Communiqué de presse
© ESPCI / CNRS / Inserm

Équipe Physique des Ondes pour la Médecine

L’équipe « Physique des Ondes pour la Médecine » (Inserm U979/CNRS UMR 7587/ESPCI) est une équipe de physiciens spécialisés dans le domaine de la physique des ondes pour l’imagerie et la thérapie biomédicale. Les chercheurs y développent actuellement de nouvelles techniques et appareils innovants pour l’imagerie médicale et la thérapie extracorpo-relle basées en particulier sur l’utilisation d’ondes ultrasonores. Pour cela, ils ont été amenés à réaliser plusieurs systèmes d’imagerie ultrasonores uniques au monde qui leur permettent de valider ces nouvelles approches de l’expérience fondamentale en laboratoire jusqu’à l’expérimentation clinique au lit du patient. Considérée comme une équipe de premier plan international dans le domaine de l’interface physique/médecine, elle a introduit plusieurs innovations majeures dans le domaine de l’imagerie et de la thérapie par ultrasons (échographie ultrarapide 2D et 3D, imagerie quantitative de la dureté des organes, mais aussi l’imagerie fonctionnelle de l’activité cérébrale par ultrasons,…).

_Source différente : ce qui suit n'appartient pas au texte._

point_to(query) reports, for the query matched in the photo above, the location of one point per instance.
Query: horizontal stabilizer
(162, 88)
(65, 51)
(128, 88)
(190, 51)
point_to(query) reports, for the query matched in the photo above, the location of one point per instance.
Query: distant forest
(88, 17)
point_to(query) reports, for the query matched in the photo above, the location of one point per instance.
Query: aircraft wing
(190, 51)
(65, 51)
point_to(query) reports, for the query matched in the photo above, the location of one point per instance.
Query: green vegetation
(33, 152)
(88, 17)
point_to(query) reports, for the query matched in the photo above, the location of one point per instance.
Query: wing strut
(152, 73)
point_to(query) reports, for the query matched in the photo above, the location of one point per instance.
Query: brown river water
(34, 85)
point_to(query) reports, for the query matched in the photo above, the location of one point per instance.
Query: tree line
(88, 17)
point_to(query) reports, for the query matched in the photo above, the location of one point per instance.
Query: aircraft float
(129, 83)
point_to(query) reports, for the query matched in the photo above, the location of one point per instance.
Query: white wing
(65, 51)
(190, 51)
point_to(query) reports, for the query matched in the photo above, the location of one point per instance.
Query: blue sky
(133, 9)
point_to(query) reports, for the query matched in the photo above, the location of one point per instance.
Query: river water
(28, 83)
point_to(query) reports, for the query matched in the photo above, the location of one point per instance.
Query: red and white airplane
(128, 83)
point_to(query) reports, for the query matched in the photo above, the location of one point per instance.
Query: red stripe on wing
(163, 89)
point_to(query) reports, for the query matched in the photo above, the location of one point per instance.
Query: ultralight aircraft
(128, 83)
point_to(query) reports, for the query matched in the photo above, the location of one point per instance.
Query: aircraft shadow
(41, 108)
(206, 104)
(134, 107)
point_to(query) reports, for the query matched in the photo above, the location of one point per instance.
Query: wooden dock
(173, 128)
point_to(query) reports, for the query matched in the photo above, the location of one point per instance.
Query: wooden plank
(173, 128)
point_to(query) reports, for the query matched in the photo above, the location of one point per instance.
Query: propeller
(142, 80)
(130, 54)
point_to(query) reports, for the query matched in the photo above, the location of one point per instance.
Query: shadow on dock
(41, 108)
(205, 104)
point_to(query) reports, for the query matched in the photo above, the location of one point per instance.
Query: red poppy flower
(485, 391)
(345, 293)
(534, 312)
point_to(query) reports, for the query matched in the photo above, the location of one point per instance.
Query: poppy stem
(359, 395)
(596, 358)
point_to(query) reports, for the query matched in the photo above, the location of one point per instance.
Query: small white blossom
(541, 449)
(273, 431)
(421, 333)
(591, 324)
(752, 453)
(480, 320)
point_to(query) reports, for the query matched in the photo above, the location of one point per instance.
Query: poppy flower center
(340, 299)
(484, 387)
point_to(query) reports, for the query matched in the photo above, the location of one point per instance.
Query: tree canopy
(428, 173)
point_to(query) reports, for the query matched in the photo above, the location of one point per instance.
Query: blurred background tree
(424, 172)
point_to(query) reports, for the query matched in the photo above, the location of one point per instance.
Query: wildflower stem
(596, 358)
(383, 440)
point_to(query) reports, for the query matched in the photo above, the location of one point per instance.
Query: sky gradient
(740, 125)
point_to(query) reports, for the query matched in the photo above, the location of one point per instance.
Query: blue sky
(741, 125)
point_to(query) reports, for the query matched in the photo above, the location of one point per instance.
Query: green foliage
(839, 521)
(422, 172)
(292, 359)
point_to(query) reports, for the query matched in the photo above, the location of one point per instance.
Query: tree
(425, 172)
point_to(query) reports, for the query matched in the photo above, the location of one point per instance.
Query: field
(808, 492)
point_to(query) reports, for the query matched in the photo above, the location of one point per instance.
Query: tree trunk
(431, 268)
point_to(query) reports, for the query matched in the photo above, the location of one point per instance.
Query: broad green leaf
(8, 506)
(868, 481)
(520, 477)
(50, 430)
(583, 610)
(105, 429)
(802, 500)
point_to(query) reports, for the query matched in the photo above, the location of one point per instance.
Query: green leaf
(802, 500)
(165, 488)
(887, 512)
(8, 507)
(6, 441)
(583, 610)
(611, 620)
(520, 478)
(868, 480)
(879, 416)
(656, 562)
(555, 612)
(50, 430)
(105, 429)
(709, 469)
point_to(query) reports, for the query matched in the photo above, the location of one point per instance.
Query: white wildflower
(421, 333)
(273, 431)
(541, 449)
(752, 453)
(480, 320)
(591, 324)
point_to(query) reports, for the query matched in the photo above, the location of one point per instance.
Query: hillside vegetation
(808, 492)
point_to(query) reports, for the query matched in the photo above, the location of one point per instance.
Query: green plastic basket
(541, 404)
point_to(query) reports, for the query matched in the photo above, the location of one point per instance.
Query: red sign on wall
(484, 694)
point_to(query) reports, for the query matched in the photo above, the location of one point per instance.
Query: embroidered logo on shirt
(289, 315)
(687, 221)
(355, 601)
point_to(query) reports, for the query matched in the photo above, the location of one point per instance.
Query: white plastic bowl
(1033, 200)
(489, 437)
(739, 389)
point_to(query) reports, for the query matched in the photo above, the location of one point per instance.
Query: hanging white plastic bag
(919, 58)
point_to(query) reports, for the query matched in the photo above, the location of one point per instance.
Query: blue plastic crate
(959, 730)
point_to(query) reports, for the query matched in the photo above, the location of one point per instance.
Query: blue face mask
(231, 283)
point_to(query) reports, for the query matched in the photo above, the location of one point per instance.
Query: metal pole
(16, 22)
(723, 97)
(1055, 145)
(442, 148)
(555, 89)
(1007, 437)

Équipe Dynamique et structure neuronale

L’Equipe de Zsolt Lenkei, directeur de recherche Inserm à l’ESPCI-ParisTech (ESPCI-CNRS UMR8249), s’intéresse aux effets des cannabinoïdes sur la structure et la connectivité neuronale, et leur rôle dans la pathogenèse des maladies neuropsychiatriques.
Afin d’avoir accès à une meilleure résolution de la dynamique neuronale et grâce à leurs collaborations interdisciplinaires alliant physiciens biologistes, les chercheurs de l’équipe de Zsolt Lenkei développent de nouvelles méthodes d’imagerie : ils explorent les « quantums dots », la microscopie optique à super-résolution, et l’imagerie fonctionnelle du cerveau entier par échographie ultrarapide à l’échelle microscopique.